Handley came in and sat on the spare stool. ‘Any news of Frank Dawley?'

‘Not yet,' John said.

‘Let me know when it gets interesting down there. I'll have that new aerial fixed in next week, then perhaps we'll have better luck.'

When Handley left, he switched on, out of despair and away from it, electricity easing its weasel way through the whole superheterodyne system of valves and condensers and impedences. The magic eye came alive, green growing deeper and more vivid as if lid, pupil and retina had been lifted off the middle Polyphemus eye of God's forehead, and was there for him to stare into. He searched and listened, when noise swelled into the earphones.

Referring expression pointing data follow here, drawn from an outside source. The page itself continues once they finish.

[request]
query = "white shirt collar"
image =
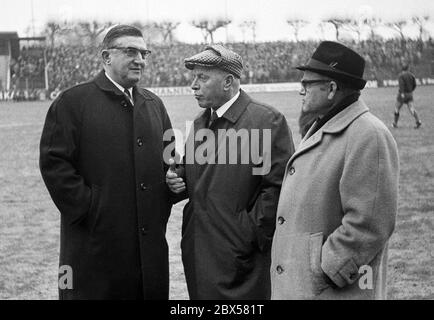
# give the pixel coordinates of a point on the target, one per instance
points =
(118, 85)
(221, 111)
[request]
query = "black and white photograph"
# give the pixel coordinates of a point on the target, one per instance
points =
(232, 150)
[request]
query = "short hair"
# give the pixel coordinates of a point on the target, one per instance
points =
(118, 31)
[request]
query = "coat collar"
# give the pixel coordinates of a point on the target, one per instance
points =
(106, 85)
(232, 114)
(335, 125)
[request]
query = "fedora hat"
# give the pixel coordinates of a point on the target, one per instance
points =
(338, 62)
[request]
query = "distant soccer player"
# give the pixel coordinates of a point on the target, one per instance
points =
(407, 84)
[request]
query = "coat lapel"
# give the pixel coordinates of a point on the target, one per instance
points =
(335, 125)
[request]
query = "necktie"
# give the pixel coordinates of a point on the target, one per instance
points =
(127, 93)
(213, 118)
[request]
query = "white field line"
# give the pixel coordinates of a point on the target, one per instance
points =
(13, 125)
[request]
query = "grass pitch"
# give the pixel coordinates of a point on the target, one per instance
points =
(29, 228)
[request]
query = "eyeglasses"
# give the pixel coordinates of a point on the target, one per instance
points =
(133, 52)
(304, 84)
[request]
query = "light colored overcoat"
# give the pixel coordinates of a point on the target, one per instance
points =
(336, 211)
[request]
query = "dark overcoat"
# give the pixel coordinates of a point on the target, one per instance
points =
(229, 221)
(102, 162)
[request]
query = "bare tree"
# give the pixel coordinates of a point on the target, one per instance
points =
(167, 28)
(337, 23)
(150, 32)
(92, 30)
(55, 28)
(249, 24)
(354, 25)
(208, 27)
(296, 24)
(421, 21)
(398, 26)
(373, 23)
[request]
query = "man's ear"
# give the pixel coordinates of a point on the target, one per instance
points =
(333, 88)
(105, 56)
(229, 80)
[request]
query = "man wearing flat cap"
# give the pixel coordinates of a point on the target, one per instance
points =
(229, 221)
(338, 201)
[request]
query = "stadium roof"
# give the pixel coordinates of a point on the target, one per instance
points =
(8, 35)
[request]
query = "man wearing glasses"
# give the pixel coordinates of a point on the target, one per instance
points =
(101, 157)
(338, 200)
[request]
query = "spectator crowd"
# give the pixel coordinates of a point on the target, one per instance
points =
(265, 62)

Handley got into the Rambler, knocked over a dustbin on a quick three-point turn, slid down the muddly lane like a barge, and sank between a line of bare-branched elms. He laughed, not really upset by the events of the morning. The god of the family had roared and scorched his hair, but that was all. Rain stopped as he wheeled onto the paved camber through the misty village. A few mid-morning light-bulbs glowed in cottage windows, and a group of men were making their way to the pub from work. He turned right for Catham and climbed a steep hill as if to roar into the sky, but he levelled at the top and went at seventy along the narrow lane.

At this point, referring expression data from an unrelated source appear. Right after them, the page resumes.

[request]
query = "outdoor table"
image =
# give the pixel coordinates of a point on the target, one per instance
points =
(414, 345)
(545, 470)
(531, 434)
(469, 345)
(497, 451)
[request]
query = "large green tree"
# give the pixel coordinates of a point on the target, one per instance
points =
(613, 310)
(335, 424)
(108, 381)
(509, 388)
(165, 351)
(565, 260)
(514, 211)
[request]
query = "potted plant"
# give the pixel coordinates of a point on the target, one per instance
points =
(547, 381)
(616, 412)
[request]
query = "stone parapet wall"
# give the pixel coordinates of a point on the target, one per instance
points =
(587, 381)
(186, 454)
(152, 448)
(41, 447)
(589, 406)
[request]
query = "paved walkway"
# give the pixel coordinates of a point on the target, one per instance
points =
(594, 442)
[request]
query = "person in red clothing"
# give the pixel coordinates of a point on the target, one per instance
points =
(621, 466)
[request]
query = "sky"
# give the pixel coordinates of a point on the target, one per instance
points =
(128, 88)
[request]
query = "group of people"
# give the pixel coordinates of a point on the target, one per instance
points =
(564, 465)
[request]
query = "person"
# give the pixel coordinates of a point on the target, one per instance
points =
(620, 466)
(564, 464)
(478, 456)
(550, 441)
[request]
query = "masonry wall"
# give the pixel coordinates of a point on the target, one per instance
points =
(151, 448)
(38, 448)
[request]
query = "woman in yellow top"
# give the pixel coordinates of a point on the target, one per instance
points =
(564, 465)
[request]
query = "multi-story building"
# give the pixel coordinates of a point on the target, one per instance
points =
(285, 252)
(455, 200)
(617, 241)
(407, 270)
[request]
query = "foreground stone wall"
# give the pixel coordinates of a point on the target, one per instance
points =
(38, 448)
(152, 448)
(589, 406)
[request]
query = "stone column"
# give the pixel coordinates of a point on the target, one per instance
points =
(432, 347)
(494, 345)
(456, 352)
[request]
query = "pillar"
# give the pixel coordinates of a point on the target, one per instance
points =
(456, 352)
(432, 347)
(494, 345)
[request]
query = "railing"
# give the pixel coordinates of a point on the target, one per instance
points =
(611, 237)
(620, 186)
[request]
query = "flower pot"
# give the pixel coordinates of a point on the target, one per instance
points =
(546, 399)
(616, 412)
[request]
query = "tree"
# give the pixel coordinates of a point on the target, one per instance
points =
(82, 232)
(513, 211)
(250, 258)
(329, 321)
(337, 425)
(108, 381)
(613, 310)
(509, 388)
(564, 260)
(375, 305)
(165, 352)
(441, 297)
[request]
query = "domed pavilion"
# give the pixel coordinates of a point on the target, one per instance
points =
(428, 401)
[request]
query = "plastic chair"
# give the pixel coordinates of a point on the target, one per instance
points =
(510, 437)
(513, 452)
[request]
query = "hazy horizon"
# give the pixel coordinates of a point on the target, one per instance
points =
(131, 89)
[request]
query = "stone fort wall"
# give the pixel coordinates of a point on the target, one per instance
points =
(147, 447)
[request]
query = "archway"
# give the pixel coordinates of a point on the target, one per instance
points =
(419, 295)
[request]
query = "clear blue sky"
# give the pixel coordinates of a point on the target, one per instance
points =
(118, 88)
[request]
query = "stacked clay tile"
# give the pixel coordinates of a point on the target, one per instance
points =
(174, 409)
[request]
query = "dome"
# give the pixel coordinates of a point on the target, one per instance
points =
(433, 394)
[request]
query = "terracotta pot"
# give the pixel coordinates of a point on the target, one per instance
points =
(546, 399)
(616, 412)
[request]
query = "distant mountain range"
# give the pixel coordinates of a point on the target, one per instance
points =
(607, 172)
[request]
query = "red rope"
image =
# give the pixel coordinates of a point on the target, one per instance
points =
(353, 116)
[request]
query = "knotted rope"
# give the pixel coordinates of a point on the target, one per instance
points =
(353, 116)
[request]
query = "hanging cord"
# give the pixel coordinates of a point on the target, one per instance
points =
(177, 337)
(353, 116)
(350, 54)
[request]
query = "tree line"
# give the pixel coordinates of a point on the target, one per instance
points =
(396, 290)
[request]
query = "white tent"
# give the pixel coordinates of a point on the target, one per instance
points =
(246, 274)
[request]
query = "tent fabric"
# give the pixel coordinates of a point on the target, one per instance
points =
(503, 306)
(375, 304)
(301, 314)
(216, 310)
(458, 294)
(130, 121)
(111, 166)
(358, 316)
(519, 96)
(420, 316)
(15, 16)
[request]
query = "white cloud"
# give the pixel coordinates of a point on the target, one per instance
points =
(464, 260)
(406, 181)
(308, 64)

Steaming fields beyond the hedges were humped and rich after winter, smells of earth and moisture reaching him through open windows. It was good to get away from the pointless bloody savagery of that house, that fogbound ship without lifeboats, and liable any minute to sink or go up in flames. A band of faint smoke stood up straight from a farmhouse chimney, and when his eyes came back to the road a large black jack-rabbit slipped from hedge to hedge.